From the above, when the XY plane is taken into consideration, the independent components of the misalignment between the trenches and the punch-through stopper layer that cannot be ignored are δX and δY. Accordingly, δθ can be ignored, therefore, in order to implement a wide band gap semiconductor device that has high robustness against misalignment between the trenches and the punch-through stopper layer, it only needs to find a planar shape of the punch-through stopper layer that can reduce the change in the relative positional relationship between the trenches and the punch-through stopper layer caused by δX and δY.

Therefore, hereinafter, a technical concept regarding the planar shape of the punch-through stopper layer that can reduce the change in the relative positional relationship between the trenches and the punch-through stopper layer caused byX andY will be described.

A basic concept is to configure the planar shape of the punch-through stopper layer from a pattern having periodicity in each of the X and Y directions constituting the plane, on the premise that the trenches extending in the Y direction out of the X direction and the Y direction constituting the plane are arranged at predetermined intervals in the X direction. Accordingly, even if a relative misalignment occurs between the trenches and the punch-through stopper layer, the change in the relative positional relationship between the trenches and the punch-through stopper layer caused by the misalignment can be reduced when viewed over the entire chip. As a result, according to the basic concept, variations in the characteristics of the wide band gap semiconductor device can be suppressed. That is, according to the basic concept, it is possible to provide a wide band gap semiconductor device having high robustness against misalignment between the trenches and the punch-through stopper layer.

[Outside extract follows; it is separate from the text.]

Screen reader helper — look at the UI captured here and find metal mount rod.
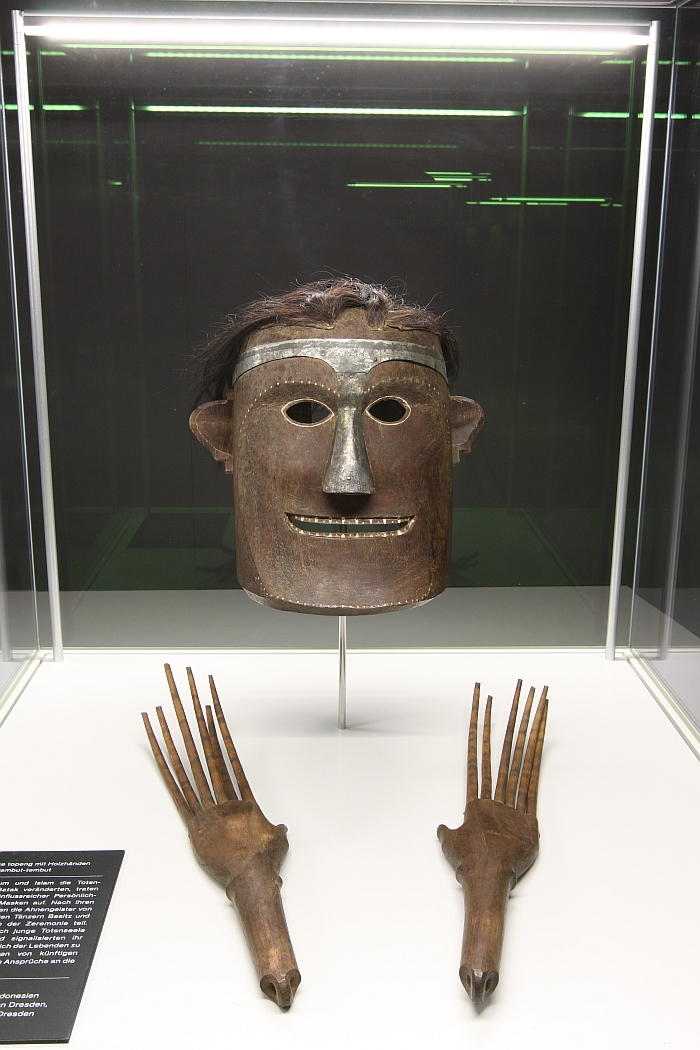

For example, the punch-through stopper layer is divided into a plurality of portions in plan view. Each of the plurality of portions is the same size as the others. There are portions that are adjacent to each other within the plurality of portions. The basic concept is that a first pattern, where the planar shapes of each adjacent portion are identical to each other, is formed in each of the adjacent portions. The first pattern is formed of one or more sub-patterns. Here, in plan view, the one or more sub-patterns forming the first pattern each partially overlap with any of a plurality of gate electrodes (a plurality of trenches).

Accordingly, on the premise that the trenches and the punch-through stopper layer have portions that overlap in plan view, the planar shape of the punch-through stopper layer is configured of a pattern having periodicity in each of the X direction and the Y direction constituting the plane.

For example, the planar shape of the punch-through stopper layer forms a geometric pattern composed of repetitions of the above-mentioned first pattern as a unit pattern.

In the present specification, the term “geometric pattern” is defined as a certain type of pattern, and specifically has the following meaning. Specifically, a “geometric pattern” refers to a pattern created by combining and arranging simple figures as components, such as polygons (e.g., triangles, squares, and hexagons), circles, ellipses, and straight lines, with those geometric components undergoing operations such as translation, inversion, and rotation. A “geometric pattern” allows for infinite pattern expansion through the repetition of the same operations. Additionally, a “geometric pattern” can also be described as a figure generated by geometric curves that can be expressed using periodic functions.

In consideration of the above, the first pattern is configured of one or more sub-patterns including any of straight lines, rectangles, circles, and curves. In particular, the first pattern is configured of a pattern capable of tessellating a plane. Here, the “pattern capable of tessellating a plane” referred to in the present specification is a pattern that uses a finite number of planar figures, where the adjacent planar figures do not overlap, and the adjacent planar figures can fill the plane without any gaps. It should be noted that this does not exclude the provision of an opening inside the planar figures.